Wednesday, April 12, 2006

Asparagus Angel Hair Pasta w/Shrimp


I wish I were one of those bloggers who posted daily. I don't know how some people keep up with it. I guess I just don't have that much to say. I only hope that you (whoever you are out there reading this) use an RSS reader so that you can see when I do post again. Not that I say anything much.

Anyway, I wanted to share this kick-ass recipe we fixed last night. It has such a strange mixture of ingredients that it really intrigued me. The original recipe didn't call for shrimp, but anytime I can sneak shrimp onto my plate is all right by me! Since I had all of the ingredients on hand (well... except for the lime.. I had to go buy one), I decided to give this a try and am I glad I did.

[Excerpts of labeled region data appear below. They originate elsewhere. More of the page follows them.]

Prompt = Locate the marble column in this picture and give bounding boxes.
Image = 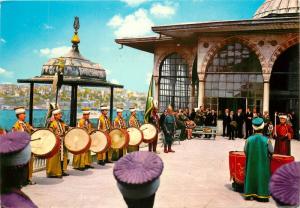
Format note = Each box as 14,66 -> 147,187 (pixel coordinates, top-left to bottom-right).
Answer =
263,81 -> 270,112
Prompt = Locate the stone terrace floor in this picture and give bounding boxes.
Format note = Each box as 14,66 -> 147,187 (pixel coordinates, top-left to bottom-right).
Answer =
22,137 -> 300,208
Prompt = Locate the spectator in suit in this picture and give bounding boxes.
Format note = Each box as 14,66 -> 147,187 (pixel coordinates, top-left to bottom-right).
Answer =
223,108 -> 229,137
227,111 -> 237,140
190,108 -> 196,121
235,108 -> 244,138
204,108 -> 212,138
211,110 -> 217,126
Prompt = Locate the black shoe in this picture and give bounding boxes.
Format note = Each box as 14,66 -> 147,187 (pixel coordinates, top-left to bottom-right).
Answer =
62,172 -> 70,176
255,198 -> 269,202
47,176 -> 62,178
74,168 -> 85,171
98,160 -> 105,166
27,180 -> 36,185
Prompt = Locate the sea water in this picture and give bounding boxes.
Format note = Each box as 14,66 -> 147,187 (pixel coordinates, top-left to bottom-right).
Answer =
0,109 -> 144,131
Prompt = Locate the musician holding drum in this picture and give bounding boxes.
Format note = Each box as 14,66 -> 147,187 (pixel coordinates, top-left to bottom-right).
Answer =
127,106 -> 141,153
97,105 -> 113,165
113,107 -> 127,158
12,106 -> 36,185
46,108 -> 69,178
73,108 -> 94,171
148,106 -> 159,153
244,117 -> 273,202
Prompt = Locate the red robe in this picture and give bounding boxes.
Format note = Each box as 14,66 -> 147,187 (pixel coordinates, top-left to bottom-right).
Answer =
274,124 -> 294,155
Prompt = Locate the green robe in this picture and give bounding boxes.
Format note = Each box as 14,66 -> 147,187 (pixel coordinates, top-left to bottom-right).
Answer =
244,134 -> 273,199
164,115 -> 176,145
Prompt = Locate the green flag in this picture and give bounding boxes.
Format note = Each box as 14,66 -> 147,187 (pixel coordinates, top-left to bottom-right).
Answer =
144,76 -> 154,123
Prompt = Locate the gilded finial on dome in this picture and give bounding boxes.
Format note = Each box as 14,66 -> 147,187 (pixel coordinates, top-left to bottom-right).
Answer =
71,17 -> 80,46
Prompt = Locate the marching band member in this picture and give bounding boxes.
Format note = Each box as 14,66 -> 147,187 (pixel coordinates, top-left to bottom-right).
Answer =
12,106 -> 36,185
113,108 -> 127,158
244,117 -> 273,202
97,105 -> 113,165
46,108 -> 69,178
73,108 -> 94,171
127,107 -> 141,153
148,107 -> 159,153
273,114 -> 294,155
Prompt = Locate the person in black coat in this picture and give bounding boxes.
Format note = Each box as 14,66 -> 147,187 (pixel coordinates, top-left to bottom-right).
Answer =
227,111 -> 237,140
190,108 -> 196,121
235,108 -> 244,138
210,110 -> 217,126
245,108 -> 253,139
204,108 -> 213,138
223,108 -> 230,137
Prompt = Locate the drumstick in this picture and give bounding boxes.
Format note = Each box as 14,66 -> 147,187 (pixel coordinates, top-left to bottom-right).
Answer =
30,138 -> 42,142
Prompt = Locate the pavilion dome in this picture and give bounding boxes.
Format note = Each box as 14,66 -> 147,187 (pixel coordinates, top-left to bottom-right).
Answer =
41,17 -> 106,81
253,0 -> 300,19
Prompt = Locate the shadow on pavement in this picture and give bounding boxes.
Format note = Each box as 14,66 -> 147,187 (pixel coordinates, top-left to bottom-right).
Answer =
67,169 -> 93,176
33,176 -> 64,185
93,163 -> 113,170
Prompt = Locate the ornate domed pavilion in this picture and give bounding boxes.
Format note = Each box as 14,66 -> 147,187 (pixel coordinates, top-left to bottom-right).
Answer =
17,17 -> 123,126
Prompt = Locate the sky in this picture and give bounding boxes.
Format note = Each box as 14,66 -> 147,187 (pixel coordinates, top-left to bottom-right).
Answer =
0,0 -> 264,92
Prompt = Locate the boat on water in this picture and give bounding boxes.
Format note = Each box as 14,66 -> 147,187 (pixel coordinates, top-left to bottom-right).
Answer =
77,110 -> 101,119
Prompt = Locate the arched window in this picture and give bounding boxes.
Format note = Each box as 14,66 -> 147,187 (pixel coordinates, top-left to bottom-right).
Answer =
270,44 -> 300,115
159,53 -> 190,111
205,42 -> 263,111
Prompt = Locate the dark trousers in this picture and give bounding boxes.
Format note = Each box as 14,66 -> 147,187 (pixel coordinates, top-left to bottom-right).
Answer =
227,126 -> 235,139
148,135 -> 158,152
246,125 -> 253,139
223,122 -> 228,137
237,124 -> 244,138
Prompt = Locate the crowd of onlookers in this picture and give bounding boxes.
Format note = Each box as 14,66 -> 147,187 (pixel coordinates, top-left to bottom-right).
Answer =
161,106 -> 299,140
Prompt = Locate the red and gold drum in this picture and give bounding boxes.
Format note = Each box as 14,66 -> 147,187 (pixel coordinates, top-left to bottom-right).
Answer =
64,127 -> 91,155
30,129 -> 60,158
90,130 -> 111,153
109,128 -> 129,149
127,127 -> 143,146
271,154 -> 295,174
140,123 -> 157,143
229,151 -> 246,184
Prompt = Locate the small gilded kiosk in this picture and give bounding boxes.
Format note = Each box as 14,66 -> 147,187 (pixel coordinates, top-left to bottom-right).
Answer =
17,17 -> 123,126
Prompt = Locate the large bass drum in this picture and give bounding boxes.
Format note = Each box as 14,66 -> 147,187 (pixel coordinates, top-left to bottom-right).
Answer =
109,128 -> 129,149
127,127 -> 143,146
30,129 -> 60,158
64,127 -> 91,155
271,154 -> 295,174
140,123 -> 157,143
90,130 -> 111,153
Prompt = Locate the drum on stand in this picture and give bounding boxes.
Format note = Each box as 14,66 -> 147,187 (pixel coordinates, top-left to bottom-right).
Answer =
140,123 -> 157,143
127,127 -> 143,146
30,129 -> 60,158
64,127 -> 91,155
271,154 -> 295,174
109,128 -> 129,149
229,151 -> 246,184
90,130 -> 111,153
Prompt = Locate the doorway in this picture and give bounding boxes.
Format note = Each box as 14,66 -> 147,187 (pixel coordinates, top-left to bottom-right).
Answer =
218,98 -> 246,116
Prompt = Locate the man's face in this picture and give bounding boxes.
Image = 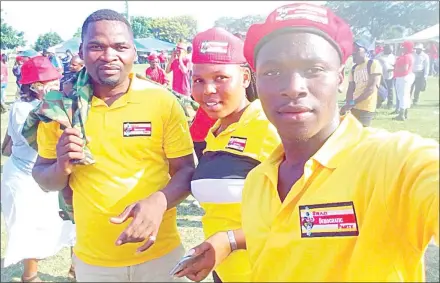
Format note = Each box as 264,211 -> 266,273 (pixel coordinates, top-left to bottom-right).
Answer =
256,33 -> 344,140
80,21 -> 136,86
149,58 -> 159,68
69,57 -> 84,73
353,44 -> 367,63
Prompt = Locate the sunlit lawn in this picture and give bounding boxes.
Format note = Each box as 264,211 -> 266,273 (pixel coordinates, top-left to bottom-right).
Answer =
1,65 -> 439,282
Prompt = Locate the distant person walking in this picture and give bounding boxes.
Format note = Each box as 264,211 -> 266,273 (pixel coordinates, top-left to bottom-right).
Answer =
378,44 -> 397,109
411,43 -> 429,105
0,54 -> 8,113
394,41 -> 414,121
1,56 -> 75,282
165,43 -> 191,96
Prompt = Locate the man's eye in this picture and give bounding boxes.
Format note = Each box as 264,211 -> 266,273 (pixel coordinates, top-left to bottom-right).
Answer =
264,70 -> 280,77
306,67 -> 324,75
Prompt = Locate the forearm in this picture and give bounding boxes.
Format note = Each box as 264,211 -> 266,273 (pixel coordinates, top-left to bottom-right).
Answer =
151,166 -> 194,210
233,229 -> 246,250
32,162 -> 69,191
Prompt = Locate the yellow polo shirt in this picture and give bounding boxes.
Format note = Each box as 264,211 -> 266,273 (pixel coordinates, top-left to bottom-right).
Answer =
37,75 -> 193,267
191,100 -> 280,282
242,114 -> 439,282
349,60 -> 382,112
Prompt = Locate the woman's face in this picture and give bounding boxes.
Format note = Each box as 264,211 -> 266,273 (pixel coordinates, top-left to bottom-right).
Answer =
192,64 -> 251,119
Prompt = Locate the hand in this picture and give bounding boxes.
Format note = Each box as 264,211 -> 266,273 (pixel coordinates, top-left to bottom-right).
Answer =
56,128 -> 85,176
340,104 -> 354,115
110,192 -> 167,252
175,232 -> 231,282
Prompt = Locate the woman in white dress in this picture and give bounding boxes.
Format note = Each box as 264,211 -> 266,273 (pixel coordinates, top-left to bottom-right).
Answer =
1,56 -> 75,282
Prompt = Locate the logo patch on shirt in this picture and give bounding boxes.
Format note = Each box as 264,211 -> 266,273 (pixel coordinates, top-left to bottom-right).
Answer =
299,201 -> 359,238
122,122 -> 151,137
226,137 -> 247,152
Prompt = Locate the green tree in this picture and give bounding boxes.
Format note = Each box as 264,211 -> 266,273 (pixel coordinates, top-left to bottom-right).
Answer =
35,31 -> 63,51
214,15 -> 265,33
73,28 -> 81,37
326,1 -> 439,39
131,16 -> 197,43
131,16 -> 152,38
0,9 -> 26,49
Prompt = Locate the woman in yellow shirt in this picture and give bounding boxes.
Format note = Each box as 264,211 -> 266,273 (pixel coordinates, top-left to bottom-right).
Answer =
180,28 -> 279,282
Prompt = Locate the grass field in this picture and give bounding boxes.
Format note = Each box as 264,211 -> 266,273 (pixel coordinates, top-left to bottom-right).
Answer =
1,65 -> 439,282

Sorry about the shitty picture. I wish I knew how to take better pictures. A tip of the hat to BRENDAJST over at All Recipes.

Asparagus Angel Hair Pasta

1 (16 oz.) package angel hair pasta
1 tablespoon extra virgin olive oil
2 cloves garlic, minced
1 lb. fresh asparagus, trimmed and chopped
2 cups grape tomatoes, halved
1/2 lb. shrimp, cooked and peeled
1 (14.5 oz. ) can chicken broth (you could substitute all or part of this with white wine)
1 tsp. dried dill weed
freshly ground black pepper to taste
2 avocados, peeled, pitted and mashed (I only used one)
1/2 lime, juiced
1/2 tsp. garlic powder
1 cup shredded queso asadero (white Mexican cheese) (didn't have any - used Kraft 5 Cheese Italian Blend)

1. Bring a large pot of lightly salted water to a boil. Add pasta and cook for 3 or 4 minutes until al dente; drain.

2. Heat the olive oil in a skillet over medium heat and cook the garlic for 1 to 2 minutes. Add the asparagus and tomatoes, stirring to coat. Pour in the broth and continue cooking uncovered 10 minutes or until liquid is reduced to half. Add the shrimp and warm through.

3. Place the pasta in a large bowl and toss with the asparagus, shrimp and tomato mixture. Season with dill and pepper. In a separate bowl mix the avocados, lime juice and garlic powder together until blended.

4. Serve pasta with a dollop of the avocado mixture and top with shredded cheese.

2 comments:

Anonymous said...

That is a kickass recipe! And wouldn't you know I have some asparagus in the fridge!

Thanks, Sally!

Sally said...

Ivonne - It was most excellent. My picture doesn't do it justice. Thanks for the nice comment.